Since our August 2013 review, the weighted-average foreclosure frequency (WAFF) has decreased (see "Various Rating Actions Taken In U. K. RMBS Transactions Eurohome UK Mortgages 2007-1 and 2007-2," published on Aug. 30, 2013). This decrease is primarily due to the transaction's increased seasoning and the decline in arrears. Over the same period, the weighted-average seasoning of the performing loans has increased to 83 from 73 months. The reported total arrears decreased to 21.6% compared with 31.5% at our previous review. However, in our credit model we considered that 23.7% of the portfolio is delinquent to account for arrears that have previously been capitalized and for the risk that arrears might increase in the future, considering they are currently at a historically low levels.
Our weighted-average loss severity (WALS) calculations have increased at the 'AAA' level, but have decreased at all other rating levels. Although the transaction has benefitted from the decrease in the weighted-average current loan-to-value (LTV) ratio, this has been offset by the increase in our repossession market-value decline assumptions, which have been greater at the 'AAA' level.

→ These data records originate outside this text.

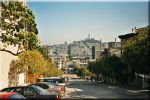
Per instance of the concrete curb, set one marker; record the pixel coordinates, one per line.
(134, 92)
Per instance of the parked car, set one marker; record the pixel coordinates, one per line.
(11, 95)
(52, 88)
(31, 92)
(58, 81)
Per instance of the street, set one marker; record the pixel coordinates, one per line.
(80, 89)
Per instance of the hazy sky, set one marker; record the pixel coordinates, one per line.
(58, 22)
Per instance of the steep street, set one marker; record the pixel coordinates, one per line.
(78, 89)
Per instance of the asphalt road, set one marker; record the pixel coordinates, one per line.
(80, 89)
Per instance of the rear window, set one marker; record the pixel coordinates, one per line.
(55, 80)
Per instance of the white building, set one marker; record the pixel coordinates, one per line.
(6, 58)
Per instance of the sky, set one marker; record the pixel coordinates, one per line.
(62, 21)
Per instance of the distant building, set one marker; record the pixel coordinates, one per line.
(93, 52)
(6, 58)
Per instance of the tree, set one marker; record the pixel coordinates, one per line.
(109, 67)
(82, 72)
(18, 26)
(136, 53)
(52, 70)
(32, 61)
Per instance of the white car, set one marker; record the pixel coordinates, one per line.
(58, 81)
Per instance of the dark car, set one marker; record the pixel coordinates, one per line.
(31, 92)
(52, 88)
(11, 96)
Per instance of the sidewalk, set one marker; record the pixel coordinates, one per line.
(130, 90)
(134, 90)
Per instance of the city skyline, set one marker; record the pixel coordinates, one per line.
(58, 22)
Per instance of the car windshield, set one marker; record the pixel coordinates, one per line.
(40, 90)
(17, 96)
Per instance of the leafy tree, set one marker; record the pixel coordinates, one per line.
(136, 53)
(52, 70)
(18, 26)
(32, 61)
(83, 72)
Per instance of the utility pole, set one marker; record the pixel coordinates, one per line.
(115, 42)
(100, 48)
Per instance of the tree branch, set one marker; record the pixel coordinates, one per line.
(15, 54)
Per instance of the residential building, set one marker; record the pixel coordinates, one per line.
(6, 58)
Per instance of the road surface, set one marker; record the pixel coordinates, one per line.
(80, 89)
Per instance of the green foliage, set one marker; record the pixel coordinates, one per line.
(82, 72)
(52, 70)
(33, 60)
(136, 52)
(110, 66)
(18, 25)
(43, 51)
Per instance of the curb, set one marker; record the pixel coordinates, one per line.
(134, 92)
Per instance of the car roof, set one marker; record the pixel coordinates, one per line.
(17, 87)
(7, 94)
(50, 78)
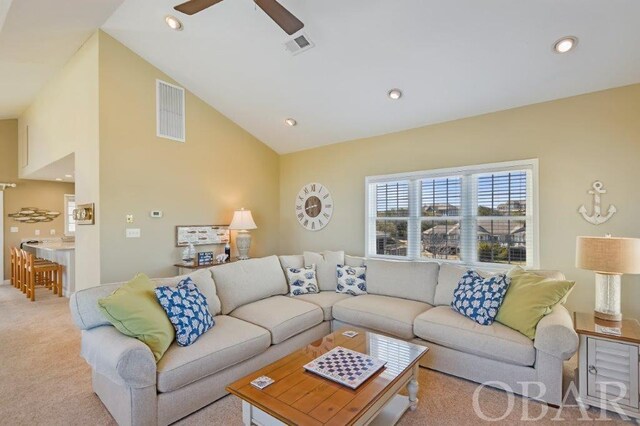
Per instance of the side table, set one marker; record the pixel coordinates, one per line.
(608, 363)
(184, 269)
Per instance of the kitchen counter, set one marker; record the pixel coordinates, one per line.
(60, 252)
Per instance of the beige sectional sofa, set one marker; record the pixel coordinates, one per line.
(258, 323)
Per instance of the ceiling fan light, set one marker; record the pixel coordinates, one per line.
(173, 22)
(394, 94)
(565, 44)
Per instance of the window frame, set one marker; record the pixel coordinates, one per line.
(467, 216)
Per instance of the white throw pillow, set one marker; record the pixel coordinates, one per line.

The reserve fund is at its required level and cannot amortize because the transaction has breached the cumulative net loss trigger. Due to this trigger breach, the transaction does not meet the pro rata repayment conditions set out in the transaction documents, so it is paying sequentially for the remainder of its life. We have modeled it as such in our analysis.
The liquidity facility has not been drawn. The size of the liquidity facility was reduced in June 2016, and we have considered this in our cash flow analysis. The liquidity facility agreement held with Deutsche Bank AG does not comply with our current counterparty criteria. The transactions documents do not include a strong commitment of the liquidity provider to replace itself or draw to cash its obligation if we downgrade it to below 'A-1'. In fact, following our June 9, 2015 downgrade of Deutsche Bank, it failed to take any remedial actions. Therefore, in the scenarios where we give benefit to the liquidity facility, our current counterparty criteria cap the maximum achievable ratings at the long-term issuer credit rating (ICR) on Deutsche Bank, 'BBB+ (sf)'.
Our analysis indicates that the class A2, A3, M1, M2, and B1 notes pass our cash flow stresses at higher rating levels than those currently assigned. We have therefore raised our ratings on the class M1, M2, and B1 notes. The class A2 and A3 notes are able to withstand our cash flow stresses at the 'A' rating level even without the benefit of the liquidity facility. As a result, we have raised to 'A (sf)' from 'BBB+ (sf)' our ratings on the class A2 and A3 notes and delinked them from our long-term ICR on Deutsche Bank. The ratings on the class A2 and A3 notes are still linked to the ICR on the swap counterparty, Barclays Bank PLC. The transaction's swap documents are not in line with our current counterparty criteria, but they comply with a previous version. As a result, our current counterparty criteria cap our rating on the notes at the ICR plus one notch on Barclays Bank.
We have also affirmed our 'B– (sf)' rating on the class B2 notes as we do not expect these notes to suffer interest shortfalls in the next one to two years.